Let’s work with the ITT data for the sake of continuity. The basic model we’re working with is predicting reports of scarring torture. In general, my argument is that scarring torture is potentially a tool regimes use to signal to dissidents they should watch themselves. Insofar as violent repression is costly, regimes will use scarring torture reduce dissent, thereby making violent repression less necessary. So when protest frequency is higher, we should see more scarring torture as regimes attempt to quell dissent.1

Regime transparency will modify this relationship. Regimes that restrict access to IGOs will have lower costs for using violence (scarring torture), so should employ it at a higher rate than will regimes that do not restrict IGO access. This implies the following hypothesis:

\(H_1\): Protests will be positively related to scarring torture; their effect will be stronger in states that restrict IGO access than in states that do not.

Alternatively, we can state it this way:

\(H_1\): Increases in protests will produce faster increases in scarring torture in states that restrict IGO access than in states that do not.

You should note this implies two slopes - one for states that restrict IGO access, and one for states that do not. The slope effect for protests should be larger in states that restrict access.

Since we’re positing different slopes, we’re explicitly relaxing the structural stability assumption.

Structural Stability

In this regression:

\[y = \beta_0 + \beta_1 d_1 + \beta_2 x_2 \]

The slope on \(x_2\) is the same for both groups represented by \(d_1\). The model assumes structural stability by restricting both groups in \(d_1\) to have the same slope on \(x_2\).

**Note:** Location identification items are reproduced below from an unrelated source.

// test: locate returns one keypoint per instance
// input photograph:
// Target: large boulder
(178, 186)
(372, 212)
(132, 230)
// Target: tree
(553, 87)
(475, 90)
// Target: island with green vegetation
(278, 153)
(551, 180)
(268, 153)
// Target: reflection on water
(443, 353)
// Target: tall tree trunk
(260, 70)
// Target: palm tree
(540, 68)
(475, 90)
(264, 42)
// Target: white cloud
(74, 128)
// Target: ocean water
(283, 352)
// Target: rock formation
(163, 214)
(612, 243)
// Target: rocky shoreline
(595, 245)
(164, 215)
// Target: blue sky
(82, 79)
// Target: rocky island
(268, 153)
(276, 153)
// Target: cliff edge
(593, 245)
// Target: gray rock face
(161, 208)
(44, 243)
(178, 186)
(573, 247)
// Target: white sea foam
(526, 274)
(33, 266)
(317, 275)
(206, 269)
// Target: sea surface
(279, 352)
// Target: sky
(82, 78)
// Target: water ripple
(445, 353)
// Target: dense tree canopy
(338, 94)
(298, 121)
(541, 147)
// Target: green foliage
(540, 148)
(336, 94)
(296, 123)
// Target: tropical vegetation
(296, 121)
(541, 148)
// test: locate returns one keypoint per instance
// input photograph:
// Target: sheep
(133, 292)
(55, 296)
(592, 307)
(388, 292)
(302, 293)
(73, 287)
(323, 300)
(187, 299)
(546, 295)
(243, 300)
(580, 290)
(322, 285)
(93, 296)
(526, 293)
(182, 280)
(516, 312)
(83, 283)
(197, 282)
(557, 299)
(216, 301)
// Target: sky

Note that the marginal effect of \(x_2\) is \(\beta_2\) for both groups represented by \(d_1\).

We relax structural stability by adding a multiplicative interaction between \(d_1\) and \(x_2\). This allows the slope on \(x_2\) to differ between the two groups represented by \(d_1\). Note that whether or not the two groups have different slopes is now the matter of a hypothesis test.

Multiplicative Interactions

In this regression:

\[y = \beta_0 + \beta_1 d_1 + \beta_2 x_2 + \beta_3 (d_1x_2)\]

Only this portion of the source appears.